The Turkish lira jumped the most in a year on Friday, according to prices quoted on the spot market at Istanbul’s Grand Bazaar, after the central bank tweaked rules for gold trading in its latest effort to support the currency.

(Bloomberg) — The Turkish lira jumped the most in a year on Friday, according to prices quoted on the spot market at Istanbul’s Grand Bazaar, after the central bank tweaked rules for gold trading in its latest effort to support the currency.

The lira advanced as much as 1.7% to 19.9450 per dollar at the bazaar before paring gains, narrowing the gap with the official interbank rate, which was little changed on the day at 19.4512. The ancient market has become an important trading center — and reference point — for the Turkish currency as authorities have gradually tightened their grip over the official rate. 

The appreciation at the bazaar on Friday brought the spread over the lira’s official exchange rate to below 3% after it surged to more than 5% last week. 

READ MORE: Turks Skip Banks and Flock to Ancient Bazaar to Dump Their Liras

The advance came after the central bank said liras could be used to purchase gold, a move designed to ease pressure on the currency at the bazaar, Bloomberg reported on Thursday. Before that, gold merchants there could only buy the precious metal with dollars.

“The central bank now allows buying gold with liras, which is supporting the currency,” said Mehmet Ali Yildirimturk, a gold and currency analyst and trader at the bazaar. “But I don’t think this trend is sustainable and I expect a stronger dollar next week.”

Yildirimturk said companies selling dollars to make month-end tax payments in liras were also contributing to the local currency’s gains on Friday. 

Reserves Depletion

Demand for gold in Turkey has surged as citizens sought protection from inflation and potential currency losses ahead of pivotal presidential elections next month. Turkey suspended imports of the precious metal in February after they became a drag on external finances, contributing to a widening of the current-account deficit.

Since then, the central bank has started selling off its gold reserves to meet local demand, Bloomberg reported on Thursday. The bank’s gold reserves have tumbled by about 9% in the past seven weeks, according to official data. 

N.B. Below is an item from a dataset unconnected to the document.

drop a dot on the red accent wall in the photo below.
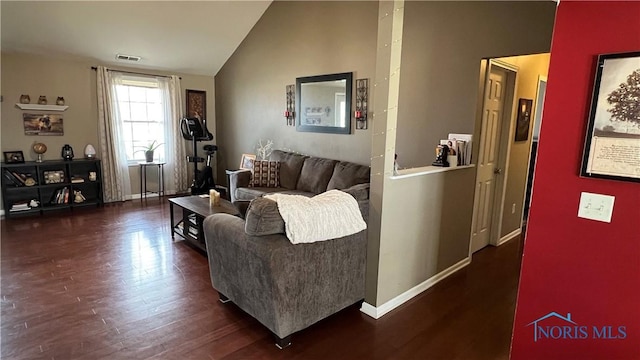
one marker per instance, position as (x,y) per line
(587,268)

Accepting liras for its gold will deplete the central bank’s total FX reserves, but doesn’t reduce its capacity to intervene in the currency market using dollars, said Nick Stadtmiller, head of product at Medley Global Advisors in New York.

“It seems the central bank is desperate to prevent a further devaluation ahead of the election,” he said. “But afterwards they will either have to tighten up capital controls significantly or let the lira slide.”